Most Australians have been at restaurants, cafes, and bars since the initial lockdown ended in June. The same is true in other countries that chose to eliminate covid. The rest of the world, from our perspective, has been a hot mess. But this path required leadership (or, in our case, a bureaucracy and health establishment that stubbornly refused to accept our poor leaders’ choices and lobbied hard to change them to the correct ones.) For instance, you can’t control this virus properly without a serious quarantine program. “Home quarantine” is not quarantine, it’s a recipe for failure unless you have rigid surveillance and control systems like the Taiwanese. You need facility quarantine.

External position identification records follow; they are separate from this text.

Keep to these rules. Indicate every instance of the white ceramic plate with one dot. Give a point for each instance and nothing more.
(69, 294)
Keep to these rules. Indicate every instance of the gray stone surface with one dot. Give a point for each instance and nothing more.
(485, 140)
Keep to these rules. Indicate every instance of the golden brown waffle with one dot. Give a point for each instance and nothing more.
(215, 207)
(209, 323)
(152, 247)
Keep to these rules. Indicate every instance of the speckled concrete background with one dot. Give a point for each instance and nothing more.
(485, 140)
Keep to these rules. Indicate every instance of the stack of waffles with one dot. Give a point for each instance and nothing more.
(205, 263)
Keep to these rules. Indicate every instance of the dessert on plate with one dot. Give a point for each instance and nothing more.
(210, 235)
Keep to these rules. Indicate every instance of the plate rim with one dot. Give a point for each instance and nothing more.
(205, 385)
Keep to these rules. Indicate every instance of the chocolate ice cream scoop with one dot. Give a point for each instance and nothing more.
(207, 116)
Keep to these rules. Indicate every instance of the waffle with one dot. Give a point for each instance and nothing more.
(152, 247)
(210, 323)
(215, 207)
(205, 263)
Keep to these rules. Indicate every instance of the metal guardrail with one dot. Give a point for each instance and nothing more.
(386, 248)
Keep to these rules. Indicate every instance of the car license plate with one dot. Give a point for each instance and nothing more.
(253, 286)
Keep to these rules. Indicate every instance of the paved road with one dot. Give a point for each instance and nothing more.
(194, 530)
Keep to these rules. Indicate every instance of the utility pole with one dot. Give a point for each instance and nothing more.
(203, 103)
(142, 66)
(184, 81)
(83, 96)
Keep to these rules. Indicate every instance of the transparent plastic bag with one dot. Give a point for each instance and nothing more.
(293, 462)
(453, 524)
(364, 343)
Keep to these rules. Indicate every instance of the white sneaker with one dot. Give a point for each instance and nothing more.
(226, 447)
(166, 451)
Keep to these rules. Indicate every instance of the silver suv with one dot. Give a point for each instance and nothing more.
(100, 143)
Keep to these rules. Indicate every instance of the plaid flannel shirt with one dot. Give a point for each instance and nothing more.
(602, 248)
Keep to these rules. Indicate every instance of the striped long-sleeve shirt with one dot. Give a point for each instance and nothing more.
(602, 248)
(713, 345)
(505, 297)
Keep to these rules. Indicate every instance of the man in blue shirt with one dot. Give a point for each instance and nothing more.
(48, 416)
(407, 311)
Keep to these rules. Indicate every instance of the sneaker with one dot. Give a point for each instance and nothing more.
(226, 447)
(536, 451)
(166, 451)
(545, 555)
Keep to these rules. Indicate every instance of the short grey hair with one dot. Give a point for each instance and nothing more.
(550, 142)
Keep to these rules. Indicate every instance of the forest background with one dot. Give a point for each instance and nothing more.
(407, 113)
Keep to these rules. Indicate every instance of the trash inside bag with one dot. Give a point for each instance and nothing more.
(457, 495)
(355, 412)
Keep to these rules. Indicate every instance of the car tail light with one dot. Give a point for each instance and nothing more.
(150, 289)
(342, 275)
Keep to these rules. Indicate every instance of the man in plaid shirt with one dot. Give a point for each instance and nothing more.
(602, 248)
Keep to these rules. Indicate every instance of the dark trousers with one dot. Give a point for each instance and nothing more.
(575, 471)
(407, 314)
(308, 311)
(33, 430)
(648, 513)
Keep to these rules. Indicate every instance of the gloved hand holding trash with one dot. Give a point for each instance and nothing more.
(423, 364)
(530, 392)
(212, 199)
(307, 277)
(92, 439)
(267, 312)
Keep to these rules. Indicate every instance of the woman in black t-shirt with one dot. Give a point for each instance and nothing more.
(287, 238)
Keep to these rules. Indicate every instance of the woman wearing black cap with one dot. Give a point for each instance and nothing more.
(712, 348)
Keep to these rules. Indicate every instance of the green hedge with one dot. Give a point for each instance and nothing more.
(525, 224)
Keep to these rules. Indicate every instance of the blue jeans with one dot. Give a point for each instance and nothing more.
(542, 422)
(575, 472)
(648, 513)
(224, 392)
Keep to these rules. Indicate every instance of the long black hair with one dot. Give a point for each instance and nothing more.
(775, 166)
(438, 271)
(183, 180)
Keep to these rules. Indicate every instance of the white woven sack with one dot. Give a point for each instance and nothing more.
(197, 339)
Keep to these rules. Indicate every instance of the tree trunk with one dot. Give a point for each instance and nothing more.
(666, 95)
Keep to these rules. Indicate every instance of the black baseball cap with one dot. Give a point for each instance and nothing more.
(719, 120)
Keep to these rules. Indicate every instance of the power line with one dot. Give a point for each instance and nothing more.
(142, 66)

It is a shame that the world will not learn these lessons from this pandemic. If the next pandemic rolls around with anything like this level of contagiousness and, say, a double-digit fatality rate, we’re doomed, because we’ll be too busy arguing about “lockdowns” and “the economy” to battle the pathogen in any serious way.

2 articles worth reading:

https://www.bloomberg.com/news/articles/2021-03-03/australian-economy-s-recovery-intensifies-on-household-spending


#17

I am in California and I have never felt like a prisoner. I am curious as to how you ended up with that conclusion. I have gone out on daily walks, taken vacations and have never felt like I had to not shop at a store (except when people were hoarding). In fact, I noticed a huge jump in people outdoors and in RV parks. I am not a gym or bar person and those did seem to have restrictions but nothing has really changed for me. I have a friend that claims restrictions have been difficult for her. When I asked her how, she could only point to school closures and wearing a mask. Just a voice from California to say I am not a prisoner but I am willing to hear other perspectives.


(Vic) #18

In my own country of Belgium we are prisoners.

Last excess death was 30 november 2020.

Schools are closed, not allowed to leave your home after 12pm till 5am.
Only 1 person allowed in your house. Bad luck if you have more than 1 parent, child or siblings alive.
Bars and restaurants and many shops are closed.
There are snitchlines to the police for those who like the current policy. 150euro for not wearing a mask outside in a shopping street.
The list goes on and on.

I been living like a criminal for a year now, to the point I don’t care anymore. I don’t wear masks and I will lick you if you come to close.

Tell me what happens if you shield you’rr immune system from the outside world for a year? Does it become weaker or does it stay trained, fit and strong.

No masks, no social isolation. No weak immune system, no carbs :kissing_heart:


(Gabe “No Dogma, Only Science Please!” ) #19

I don’t think this is your finest moment on these forums. Your right to swing your fist ends at someone else’s face. Threatening to lick people who are keeping rules designed to mitigate against a pandemic that’s claimed 3 million lives and climbing is, well, illegal and just really punitive.

As poorly as the European countries have handled this, they are operating in an environment in which some of the population still doesn’t fully comprehend the exponential function. 3 million dead people and counting. Nearly 150 million cases so far. These numbers would be unspeakably higher if there had not been mitigation measures.

Your immune system cannot stay “strong” against a novel pathogen. You would likely be infected and then it’s a dice roll. And sure, you might not care about your own health (see: long covid) or your own life (see: 3 million fatalities), but what about the people you infect unwittingly while you’re walking around Antwerp or Brussels maskless while you’re infected and asymptomatic? You say you don’t care anymore, and frankly I think that just sounds really selfish.


(Vic) #20

My tongue is not 1.5m long.
Those who want to keep their distance are free to do so.

Feel free to believe the 3M numbers for reality. Tel me what tis relative numbers means against absolute numbers.

Yes I’m selfish and on the side of victims of the irrational rules. They have no number, they are ignored.